八式特殊輸送車ー箱根へ
お寺を出て十数キロ走ると上り坂が始まったのだった。
「またすごい上り坂、ヤジロウさっきのが権太坂じゃないのお~」
一つさかを越えた後また登りになっていた。ボクは立ち漕ぎしながら前で競争しているアカネとヤジロウに聞いてみたが勝負に夢中だ。ボクはバイクで走るリサ先輩をうらやましく見ていた。
「がんばれ、がんばれ、あと少しで頂上よ」
駅伝のように応援をしてくれているが自転車で走る身になってほしいよ。前を見ると道が途切れている。あれが頂上?こうなったら一番を取りたくなるのがボクの性分だ。心のギアを上げて走った。みるみる前を走る二人との差が縮まっていく、いけると思った瞬間、後ろから大神がごぼう抜きしていった。とたんギアが抜けた。アオイにも抜かれビリになってしまった。
ボクたちはみんな仰向けに寝転がっていたがただ一人大神だけが何もなかったような顔で水を飲んでいた。
「輝也が一番だから手に入ったらアカネと僕で焼きそばパン御馳走だ」
「大神はずるいよ。疲れたところを抜くなんて」
「それも駆け引きだよ。二区の見どころさ。でも輝也すごいな」
「これを下れば戸塚よ。休憩はそのくらい行くわよ」
無情な先輩の一言に気持ちを奮い起こして自転車にまたがった。
戸塚でボクたちは朝二人が握ったおにぎりで燃料補給をした。リサ先輩もあちこちに泊っている車からガソリンを抜き取ってバイクの燃料補給をしていた。
ヤジロウはすっかり東海道うんちくを忘れ平塚へと進路を取り出した。
道路は動けなくなった車で一杯だが前方から何かがやってくるのが見えてボクたちは自転車を止めた。

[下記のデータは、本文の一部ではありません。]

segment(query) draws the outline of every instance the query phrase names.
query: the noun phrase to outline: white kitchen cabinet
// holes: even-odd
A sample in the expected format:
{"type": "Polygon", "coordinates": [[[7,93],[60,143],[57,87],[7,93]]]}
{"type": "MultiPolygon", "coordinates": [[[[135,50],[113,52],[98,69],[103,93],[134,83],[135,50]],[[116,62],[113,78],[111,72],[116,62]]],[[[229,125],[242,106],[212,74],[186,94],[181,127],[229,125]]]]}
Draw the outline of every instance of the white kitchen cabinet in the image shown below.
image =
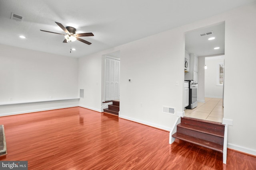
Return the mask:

「リサ先輩、あれは何ですか。もしかしてまた別の異界獣!?」
徐々にその姿がはっきりしてくると六本の足で昆虫のように移動する物体だった。
「心配いらないわ、あれは冨士駐屯地から来た自衛隊車輛よ」
「自動車は動かないじゃないですか。あれもキャブなんとかで動くものですか」
「こんな事態用に密かに開発された特殊車両であの六本足で昆虫のように移動できる。八式特殊輸送車と言うものよ」
こんな事態って自衛隊もこうなることを知ってたわけ、どうして大々的に国民に知らせなかったんだろう。
「おかしいわよ。何かから逃げているよに見えるけど」
アオイが言っていると八式特殊輸送車の後ろからバカでかいカブトムシが追いかけてきていた。
「ベアビートルだ。みんなは隠れるんだ」
大神がまたその異界獣に向かって走って行く
「ボクも行くよ」
鉄貫があればあんな奴とだって戦えると直感で思った。大神の隣に並ぶと
「ノウマク サンマンダ・・・・?ねえねえ、もう一度の真言教えて」
残念ながらボクはまだ覚えきれていなかった。大神が代わりに唱えて神具を装着した。
八式特殊輸送車を追い抜くとベアビートルとかいう異界獣の前に躍り出た。近くでよく見ると四本足の獣の上に鎧のようにカブトムシが載っていた。
大神はいつの間にかガードレールを握っていた。前回同様大上段で異界獣の頭部を殴りつけたが外甲羅にはじき返さガードレールは弾き飛んでしまった。
「君は引き返せ」
「見ときなよ大神、ひなた様の強さを」
ボクは前転しながらベアビートルに突っ込んでいった。鋭い爪がアッパーカットを放つが上空へ大きく飛び背後に回り込んだ。
腰を深く沈め右手を後ろに引き
「虎吠振動拳!!」
背中に正拳をぶち込んだ。異界獣が吠えたように聞こえ振り向きボクに殴りかかろうとした。大神が飛び込み僕を抱きかかえ後ろに下がった。
「大神、終わってるよ」
異界獣が仰向けに倒れ口から体液を流していた。
「無茶をするんじゃない、それにしてもその技は」
「衝撃波を打ち込んだんだよ。硬いやつと戦う時は使えってフー師匠から習ったんだ」
「ひなたやったね。今度は私たちもやってやるから」
アカネが倒れている異界獣を蹴ってそう言った。
「怪我していない。でもやっぱり強いねぇひなた、絆創膏いる」
ヤジロウが心配してバックから絆創膏を出して渡してきた。興奮してみていなかったが足を少しすりむいていた。サンキュウヤジロウ。